Bahwa karakter anak dapat dibentuk melalui pemahaman, penanaman nilai dan pembiasaan, serta keteladanan maka hal yang paling mudah untuk memasukan unsur-unsur tersebut adalah proses pendidikan. Dengan sistem yang terencana, aktivitas yang terjadwal dan teratur serta komunitas anak yang seusia maka pendidikan karakter akan lebih mudah dilakukan di sekolah. Guru sebagai pendidik tidak hanya bertugas untuk memberikan ilmu pengetahuan kepada anak didiknya namun guru harus dapat dijadikan teladan pembentukan karakter anak. Paradigma masyarakat bahwa guru adalah orang yang memiliki keteladanan dan dapat menjadikan anak didiknya untuk menjadi anak yang tumbuh dan kembang dengan karakter yang baik. Masyakat sepenuhnya mempercayakan dan menumpukan hal ini kepada guru sehingga kegagalan karakter anak bangsa merupakan kegagalan guru khususnya dan kegagalan pendidikan di sekolah.
Hingga saat ini dalam hidup dan kehidupan masyarakat, pendidikan karakter yang dipupuk pada anak belum mampu menciptakan kehidupan yang bermoral. Untuk menciptakan hidup dan kehidupan masyarakat yang bermoral bukan hanya sekedar membentuk karakter anak, sebagai negara dengan penduduk mayoritas muslim maka bangsa ini masih perlu membangun tidak sekedar karakter anak bangsa namun anak-anak bangsa yang beradab sehingga menjadikan masyarakat yang beradab. Inilah pentingnya pembentukan generasi yang bukan hanya berkarakter namun juga beradab. Bagi Muslim, berkarakter saja tidaklah cukup. Beda antara Muslim dengan non-Muslim – meskipun sama-sama berkarakter – adalah pada konsep adab. Yang diperlukan oleh kaum Muslim Indonesia bukan hanya menjadi seorang yang berkarakter, tetapi harus menjadi seorang yang berkarakter dan beradab. (Adian Husaini, 2010).
Pemahaman dan pengakuan tentang adab inilah yang membedakan seorang Muslim yang berkarakter dengan seorang komunis atau ateis yang berkarakter. Secara umum, pendidikan karakter yang digalakkan oleh pemerintah adalah baik. Tetapi, orang yang berkarakter saja, belum tentu beradab.

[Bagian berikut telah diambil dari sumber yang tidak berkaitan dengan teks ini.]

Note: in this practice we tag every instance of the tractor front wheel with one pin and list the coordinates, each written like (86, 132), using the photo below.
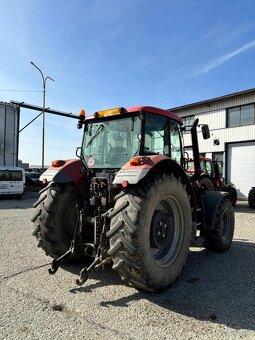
(220, 238)
(55, 217)
(150, 233)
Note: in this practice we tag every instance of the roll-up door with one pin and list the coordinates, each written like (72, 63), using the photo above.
(241, 167)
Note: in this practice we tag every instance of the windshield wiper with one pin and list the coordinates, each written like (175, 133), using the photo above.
(95, 134)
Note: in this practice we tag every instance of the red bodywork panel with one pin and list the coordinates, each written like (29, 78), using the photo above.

Lihatlah, orang-orang Barat, banyak yang sangat peduli dengan kebersihan dan kerja keras, tetapi mereka tidak memandang jahat aktivitas bermabok-mabokan, bertelanjang, dan berbuat tidak senonoh.
Pakar filsafat Islam dan sejarah Melayu menjelaskan, bahwa, ”... adab itu sesungguhnya suatu kelakuan yang harus diamalkan atau dilakukan terhadap diri, dan yang berdasarkan pada ilmu, maka kelakuan atau amalan itu bukan sahaja harus ditujukan kepada sesama insani, bahkan pada kenyataan makhluk jelata, yang merupakan ma’lumat bagi ilmu.” (Syed Muhammad Naquib al-Attas, dalam Adian Husaini, 2010).
Orang beradab adalah yang dapat memahami dan mengakui sesuatu sesuai dengan harkat dan martabat yang ditentukan oleh Allah (Adian Husaini, 2010). Dalam kaitannya dengan pendidikan anak negeri ini maka di samping pembentukan karakter yang lebih utama adalah membangun adab pada diri anak, sehingga anak dapat mengaplikaiskan dalam kehidupan bermasyarakat. Jika kehidupan bermasyarakat dibangun dengan menegakan adab maka kehidupan masyarakat menjadi bermoral dan beradab. Di sekolah anak didik harus diberikan teladan dari hal-hal yang lebih khusus tentang bagaimana menegakan adab. Sebagai seorang pendidik kita harus memberikan pemahaman, penanaman nilai, pembiasaan, dan keteladanan tentang adab yang berkaitan dengan ilmu, guru, dan diri anak didik tersebut. Dari sinilah kita dapat mengetahui apakah proses pendidikan untuk menjadi generasi yang unggul dan beradab sesuai dengan amanat tujuan pendidikan telah berhasil?. Bagaimanakah cara agar tujuan pendidikan itu dapat tercapai?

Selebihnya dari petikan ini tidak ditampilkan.